The RCNN model provides better results for the Tok-Pisin language. To ensure the effectiveness of this model for the remain target languages, we conducted further experiments using the best RCNN model. The experiential results are presented in the sixth row of Table 8. The results show that the RCNN model boosts the baseline DNN, CNN, and BRNN models with relative performance improvements of 0.67–15.15%, 0.85–6.5%, and 4.55–24.53%, respectively, for all target languages. The RCNN model outperforms the corresponding BGRU model with a relative performance improvement of 2.63%, 1.39%, and 0.16% for the Amharic, Chaha, and Kazakh languages, respectively, while it is worse than that of the BGRU model, with relative WER of 0.38–0.75% for the remaining languages. The RCNN model also outperforms the GCNN model with performance improvements of 0.63–3.22% for all target languages. This is because the recurrent connections are able to model long-term context dependencies among feature frames and the effectiveness of CNN model for low-resource languages.

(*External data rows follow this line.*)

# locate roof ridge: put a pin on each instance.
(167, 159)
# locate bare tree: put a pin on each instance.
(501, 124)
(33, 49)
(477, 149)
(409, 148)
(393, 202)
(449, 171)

4.3.3. Gated Recurrent Convolutional Neural Network Model

The network configuration of the GRCNN is described as follows. The input features for the GRCNN model were the same as those of the RCNN model: 40-dimensional Mel-scale Filterbank concatenated with 3-dimensional pitch features with first- and second-order derivatives. The context width of 11 frames was applied. Hence, the input feature map was divided into 43 bands with 33 feature maps per band. The filter length of 3 and padding of 1 were used for all GRCLs. We used max-pooling layers with pooling size of 3 and 2 over the top of first and second GRCLs, and no max-pooling layer on the top of last GRCL. The four fully connected hidden layers with 1024 dimensions were added on the top of last GRCL. An initial learning rate of 0.08 per frame and a batch size of 128 were used. The learning rate was managed as described for the RCNN model. GRCNN was trained for 15 epochs. Layer-normalization and batch-normalization were applied for GRCLs and fully connected hidden layers. A dropout rate of 0.15 was applied for all GRCL and fully connected hidden layers. Weight-decay was also used with a value of 0.0001 for preventing a model from overfitting challenge. The hyperparameters of the GRCNN model includes the number of GRCLs and the GRCL dimensions. Various numbers of GRCLs were tuned by making the GRCLs dimensions fixed to 80 (Figure 9). The results show that the optimal number of GRCLs is 3 for training the GRCNN model. Similarly, the GRCL dimensions were tuned by setting the number of GRCLs to 3, and the results are presented in Figure 10. The results demonstrate that the optimal number of dimensions for the GRCL is 80.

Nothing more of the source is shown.